People think DevOps is full of drills and heroic moments. High-stakes outages, pager alerts at 3 am, dramatic fixes that save the company from a big disaster. And yeah, those moments happen. But most of the job? It’s a painful routine.
Most days, I’m not doing something very heroic. I watch pipelines run, and I review the infrastructure PRs. I update helm charts, tweak alert thresholds, clean up old resources, and double-check if someone remembered to tag the new EC instances. I have to sit in a meeting and discuss cost optimization. I work on patching things, automating them, and then patching up the automations. It’s all a vast process, not at all glamorous. But here’s the twist: I love it. There is something deeply satisfying about the predictability. When the system hums, when alerts stay green, when deploys go out without incident, it’s not dull, it’s a huge success. It’s hard-won stability, and I take pride in it.

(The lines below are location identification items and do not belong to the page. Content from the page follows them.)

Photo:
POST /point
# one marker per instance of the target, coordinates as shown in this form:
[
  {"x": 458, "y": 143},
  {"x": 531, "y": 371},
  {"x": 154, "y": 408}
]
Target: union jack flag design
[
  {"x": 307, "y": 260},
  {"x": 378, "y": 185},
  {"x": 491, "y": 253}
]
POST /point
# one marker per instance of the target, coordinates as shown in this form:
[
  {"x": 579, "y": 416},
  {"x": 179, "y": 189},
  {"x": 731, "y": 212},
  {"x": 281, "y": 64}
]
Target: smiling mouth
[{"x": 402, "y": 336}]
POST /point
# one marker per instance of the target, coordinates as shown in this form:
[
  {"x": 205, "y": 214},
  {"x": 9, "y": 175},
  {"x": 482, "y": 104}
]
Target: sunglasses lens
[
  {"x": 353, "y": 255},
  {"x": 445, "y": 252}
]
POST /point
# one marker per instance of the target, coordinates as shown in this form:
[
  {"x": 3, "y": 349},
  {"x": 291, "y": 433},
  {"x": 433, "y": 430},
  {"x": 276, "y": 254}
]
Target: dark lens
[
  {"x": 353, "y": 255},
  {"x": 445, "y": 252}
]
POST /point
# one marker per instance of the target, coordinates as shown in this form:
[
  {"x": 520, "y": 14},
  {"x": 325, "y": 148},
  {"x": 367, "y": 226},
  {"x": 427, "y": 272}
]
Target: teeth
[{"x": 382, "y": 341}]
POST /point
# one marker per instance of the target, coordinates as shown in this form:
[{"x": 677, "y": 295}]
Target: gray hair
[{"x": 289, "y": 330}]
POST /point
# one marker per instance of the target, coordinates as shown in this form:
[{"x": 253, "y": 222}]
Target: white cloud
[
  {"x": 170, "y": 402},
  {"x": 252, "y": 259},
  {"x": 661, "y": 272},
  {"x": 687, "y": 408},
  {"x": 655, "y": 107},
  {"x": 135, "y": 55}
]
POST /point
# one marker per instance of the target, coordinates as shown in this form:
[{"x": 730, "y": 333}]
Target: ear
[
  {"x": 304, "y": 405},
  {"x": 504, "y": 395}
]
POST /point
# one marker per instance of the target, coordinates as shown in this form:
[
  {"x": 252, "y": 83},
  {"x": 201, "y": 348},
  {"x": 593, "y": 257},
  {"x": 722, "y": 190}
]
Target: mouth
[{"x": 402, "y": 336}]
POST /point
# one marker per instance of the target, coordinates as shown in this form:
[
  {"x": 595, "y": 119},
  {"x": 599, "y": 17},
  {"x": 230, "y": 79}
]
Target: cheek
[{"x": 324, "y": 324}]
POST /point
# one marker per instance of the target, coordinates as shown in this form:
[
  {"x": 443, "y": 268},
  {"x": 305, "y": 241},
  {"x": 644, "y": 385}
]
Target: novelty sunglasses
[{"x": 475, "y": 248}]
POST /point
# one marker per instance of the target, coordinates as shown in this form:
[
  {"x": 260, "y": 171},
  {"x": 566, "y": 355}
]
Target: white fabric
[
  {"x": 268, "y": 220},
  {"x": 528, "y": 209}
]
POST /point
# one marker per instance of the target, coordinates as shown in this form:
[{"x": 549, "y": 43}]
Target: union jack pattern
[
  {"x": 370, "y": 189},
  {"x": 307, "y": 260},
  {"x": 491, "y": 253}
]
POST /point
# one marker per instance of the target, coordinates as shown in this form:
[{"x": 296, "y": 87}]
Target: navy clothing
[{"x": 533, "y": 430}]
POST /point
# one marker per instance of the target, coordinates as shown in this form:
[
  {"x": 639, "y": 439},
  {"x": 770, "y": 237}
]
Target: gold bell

It’s like maintaining a complex machine. You oil it, clean it, tighten a few screws. Most days, nothing happens. But you know that if you stop doing those mundane things, the whole thing will fall apart, just not right away. That’s what keeps you alert.
And when the unexpected does happen, a spike in 500 errors, a cloud service glitch, a DNS misfire at 2 am, you spring into action. That’s when the adrenaline hits. Suddenly, the muscle memory kicks in. You’re checking logs, running queries, rolling back, and rerouting traffic. It’s chaos, but it’s controlled chaos, and weirdly enough, you’re built for it. That contrast is what makes DevOps exciting. The quiet, steady rhythm is punctuated by bursts of crisis and the quiet satisfaction afterward when everything’s back to normal. No one writes home about a Kubernetes node draining successfully. But I do in my head.
And then there’s the longer arc, the satisfaction of seeing a system improve over time. Watching a flaky CI pipeline become rock solid. Watching on-call alerts go from dozens a week to almost none. Watching the team trust the infrastructure more and more.
So yeah, my job is mundane. Repetitive. Filled with invisible, thankless tasks. But to me, every clean deploy, every green dashboard, every incident not happening, that’s the win. That’s the work.
And that’s exciting enough.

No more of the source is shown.